Di questa definizione, Castagno ha poi voluto proporre una sua personale rielaborazione, che peraltro si basa anch’essa, e fortemente, sul senso comunitario. Ritengo utile riportarla qui di seguito.

Il terroir – propone Armando Castagno – è uno spazio geografico delimitato, abitato da una comunità umana e caratterizzato da una attività agricola. Il prodotto agricolo è messo in valore nel corso del tempo dal lavoro della comunità, determinato dall’attitudine del luogo, custodito dal vigore della sua biodiversità e qualificato dalla virtuosa interazione tra luogo e cultivar. La comunità umana discute, elabora e adotta un patrimonio collettivo di regole produttive di base condivise e accettate; pone a disposizione di tutti l’esperienza accumulata lungo tale percorso di conoscenza in ogni modo possibile. Nessun terroir viene a crearsi per mera iniziativa individuale, o per via progettuale, opportunistica o politica. Tanto il terroir pone in valore il bene finale a cui dà vita, quanto il bene finale valorizza il suo terroir di nascita. Spetta al consumatore finale il riconoscimento eventuale del valore in tal modo venutosi a creare”.

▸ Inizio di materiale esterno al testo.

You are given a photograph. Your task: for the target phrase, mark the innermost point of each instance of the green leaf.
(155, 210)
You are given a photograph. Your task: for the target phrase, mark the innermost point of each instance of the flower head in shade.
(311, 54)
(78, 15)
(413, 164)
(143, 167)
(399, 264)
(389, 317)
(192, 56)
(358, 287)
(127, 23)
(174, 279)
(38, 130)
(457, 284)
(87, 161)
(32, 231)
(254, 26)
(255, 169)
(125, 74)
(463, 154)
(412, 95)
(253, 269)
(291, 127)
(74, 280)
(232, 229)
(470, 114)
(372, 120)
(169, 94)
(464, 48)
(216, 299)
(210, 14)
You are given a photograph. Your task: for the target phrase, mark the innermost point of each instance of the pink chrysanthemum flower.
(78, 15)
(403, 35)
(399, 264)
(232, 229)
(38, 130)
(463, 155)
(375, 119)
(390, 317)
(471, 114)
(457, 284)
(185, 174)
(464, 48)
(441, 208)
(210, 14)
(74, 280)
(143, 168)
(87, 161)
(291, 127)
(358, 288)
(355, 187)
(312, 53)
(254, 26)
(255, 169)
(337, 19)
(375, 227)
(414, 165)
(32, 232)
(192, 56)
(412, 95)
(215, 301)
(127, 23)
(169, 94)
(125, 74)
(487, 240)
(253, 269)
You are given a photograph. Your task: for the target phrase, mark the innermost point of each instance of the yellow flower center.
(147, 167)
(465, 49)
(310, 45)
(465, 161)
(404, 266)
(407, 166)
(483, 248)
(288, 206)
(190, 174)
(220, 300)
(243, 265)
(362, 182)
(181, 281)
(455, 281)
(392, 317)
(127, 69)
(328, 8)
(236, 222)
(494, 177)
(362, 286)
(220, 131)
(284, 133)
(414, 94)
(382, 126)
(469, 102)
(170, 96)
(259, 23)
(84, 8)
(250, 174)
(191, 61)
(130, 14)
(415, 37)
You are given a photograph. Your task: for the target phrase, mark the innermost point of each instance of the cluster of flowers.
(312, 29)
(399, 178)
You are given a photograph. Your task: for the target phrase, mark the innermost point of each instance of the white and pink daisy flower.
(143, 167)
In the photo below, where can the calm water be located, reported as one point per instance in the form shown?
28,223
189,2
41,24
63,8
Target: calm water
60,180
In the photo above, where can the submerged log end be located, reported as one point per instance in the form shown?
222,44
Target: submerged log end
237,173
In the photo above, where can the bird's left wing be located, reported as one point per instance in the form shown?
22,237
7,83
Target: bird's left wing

Credo che la sottolineatura sull’elaborazione e sull’adozione di un patrimonio – sottolineo, patrimonio – di regole condivise, discusse dalla comunità locale e dalla stessa accettate – sottolineo, accettate in quanto patrimonio della comunità – sia lo snodo culturale su cui ancora, in troppe parti d’Italia, purtroppo ci si smarrisce. Il fatto che nel Canavese ci si rifletta, e che la riflessione scaturisca da un gruppo di giovani vignaioli, in presenza però anche di chi rappresenta le istituzioni e i consorzi, mi induce all’ottimismo.

Insomma, sottoscrivo quando sostiene Castagno, ancorché con qualche riserva riguardo all’ultimissima parte della sua definizione, laddove si suppone che spetti al consumatore finale riconoscere il valore del bene scaturito dal terroir. In un mondo perfetto e ideale, questo sarebbe vero. In realtà, a mio avviso i condizionamenti cui il consumatore è sottoposto nel corso della lunga catena che porta verso la scelta di consumo di un dato bene agroalimentare sono tanti e tali da privarlo della piena libertà di valutazione, e questo si riflette inevitabilmente sulla formazione del prezzo, di per sé già condizionato dalle dinamiche dell’offerta e della domanda. Il nostro non è il migliore dei mondi possibili, anche se mi sento abbastanza sicuro di affermare che laddove le persone lavorino insieme, accettando i reciproci limiti, il mondo può essere un pochino migliore di quel che è. Il senso comunitario del terroir, per me, è anche questo. Vedete a quante e a quali riflessioni può condurre un sorso di vino?